La pintura de Arriaza asume esos postulados, pero respirando los aires genuinos del latinoamericanismo porque juega con sensaciones y objetos típicos del continente, muy cercano a lo literario y poético.

Por eso sus acuarelas, óleos, acrílicos y dibujos pictóricos muestran un mundo de sensaciones gelatinosas dentro de lo que muchos entendidos en artes plásticas pudieran encajonar en el más ortodoxo estilo surrealista.

Sin embargo, por el aporte de una especie de espesura colorística de materias desgajadas que van de la amargura al dramatismo y hasta el humor, como ya lo han experimentado el chileno Roberto Matta y el colombiano Alejandro Obregón, nosotros lo ubicamos en el realismo mágico.

“Desnudo”, acrílico sobre fondo azul.


En una etapa anterior, Arriaza se dedicó a recrear escenas típicas de la campiña donde sobresalían pequeñas estribaciones montañosas, cercos de madrecacao con alambre de púas, peñascos y caminos rurales mostrados a través de una desmesurada colorística que a primera vista, por lo arbitrario de la composición de sus colores, parece abstracta, pero que siempre se sujeta al surrealismo mágico.

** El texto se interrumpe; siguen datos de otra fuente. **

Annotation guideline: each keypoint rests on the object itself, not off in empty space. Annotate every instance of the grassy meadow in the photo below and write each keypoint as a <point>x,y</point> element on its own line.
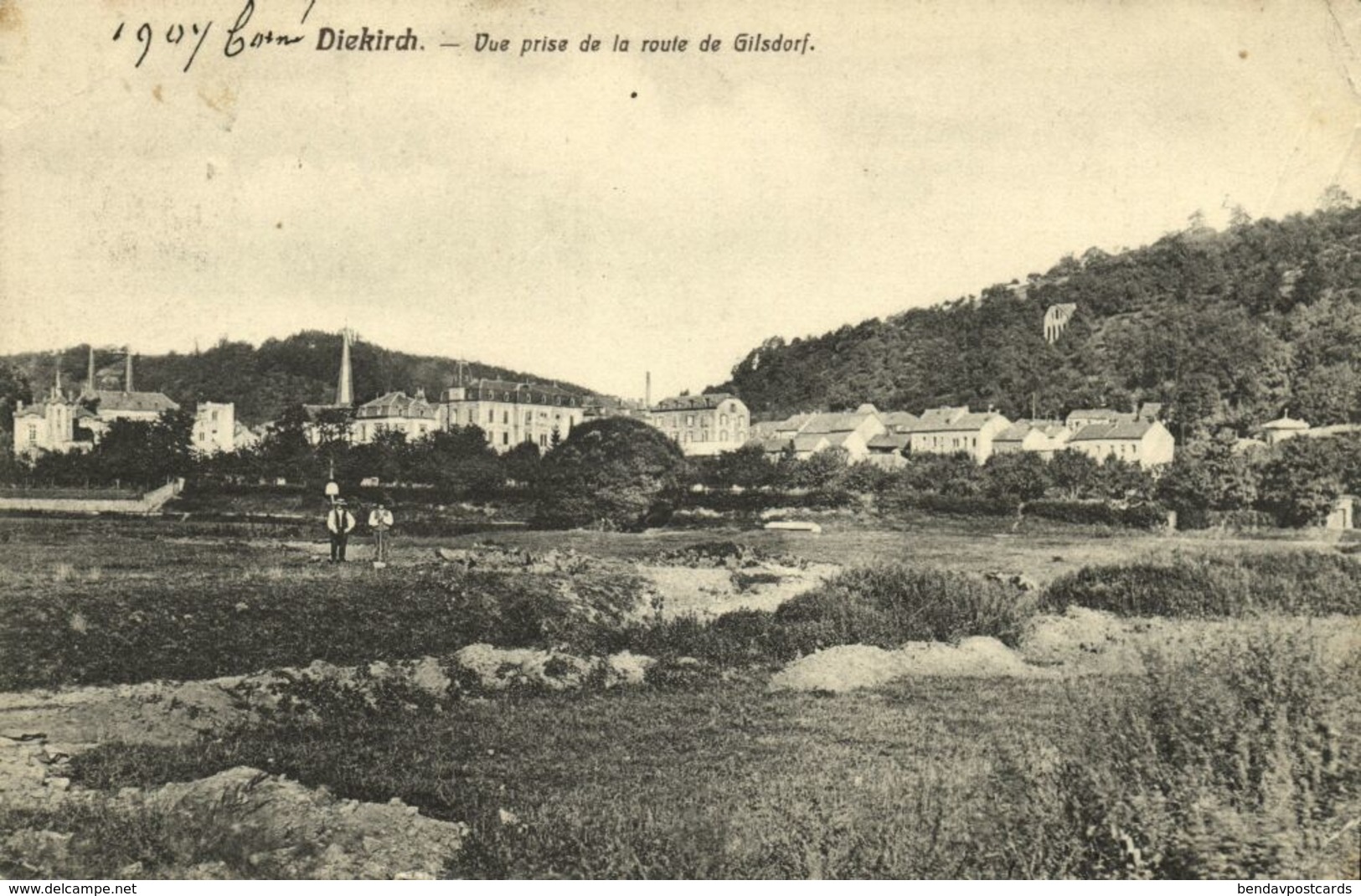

El paisaje siempre ha sido una constante en sus acuarelas, óleos y acrílicos; pero en el presente ha logrado un dominio del color y de la composición surgida no sólo por el conocimiento del balance con planos y diagonales, sino por el dibujante perfecto que subyace en todas sus creaciones.

El proceso pictórico, así como el trabajo en cerámica, escultura y otras actividades artísticas, lo ha cultivado Arriaza con paciencia y conciencia.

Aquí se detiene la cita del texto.